For the last step, we had to compare two localization methods: GPS and localization through odometry, which was an easy part.

BitTorrent-similar Network

This was the final project for the “Computer Networks” course. Here we had to implement and test a P2P network like BitTorrent. Each node in this network had first to contact the tracker to exchange essential information and then start transferring the packets. We chose Python for our programming language, and since we were simulating a network, all connections were established via sockets. There was an extra grade for implementing large files and sending/receiving files simultaneously, which we implemented.

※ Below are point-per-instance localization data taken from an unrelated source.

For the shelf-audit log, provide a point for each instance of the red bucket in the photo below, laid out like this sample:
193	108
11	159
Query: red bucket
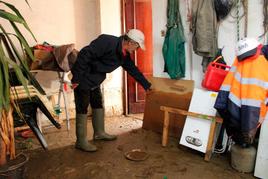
215	75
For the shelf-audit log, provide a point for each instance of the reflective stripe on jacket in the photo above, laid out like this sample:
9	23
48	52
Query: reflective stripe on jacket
244	92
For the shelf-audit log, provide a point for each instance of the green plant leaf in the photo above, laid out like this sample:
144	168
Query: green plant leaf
23	41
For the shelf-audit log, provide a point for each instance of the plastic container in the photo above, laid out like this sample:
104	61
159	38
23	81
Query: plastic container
14	169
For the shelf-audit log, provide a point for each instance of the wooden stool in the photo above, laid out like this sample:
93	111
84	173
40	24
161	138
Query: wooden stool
213	119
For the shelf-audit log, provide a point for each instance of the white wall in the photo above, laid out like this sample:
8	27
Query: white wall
226	38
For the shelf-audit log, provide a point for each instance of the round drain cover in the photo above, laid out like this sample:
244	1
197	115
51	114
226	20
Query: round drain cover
136	155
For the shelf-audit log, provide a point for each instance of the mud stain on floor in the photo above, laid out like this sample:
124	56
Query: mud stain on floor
109	162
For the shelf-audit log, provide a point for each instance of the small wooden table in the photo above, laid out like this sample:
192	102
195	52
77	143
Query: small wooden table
213	119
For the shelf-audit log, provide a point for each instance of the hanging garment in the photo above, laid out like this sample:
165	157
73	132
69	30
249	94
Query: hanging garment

Each node was able to do three actions: Upload, Download, and Exit. Of course, before actually transferring the packets, each node had to contact the tracker to understand the current state of the network. After telling the tracker, each node is added to either the “owners” list (the ones uploading files) or is considered a receiver node.

After getting the “owners” list, the receiver node finds out the size of its requested file and begins its transfer. Each of the uploaders in the list will upload some portion of that file to the receiver. Each of them is done in a thread. After every thread is done, the file is glued together and saved.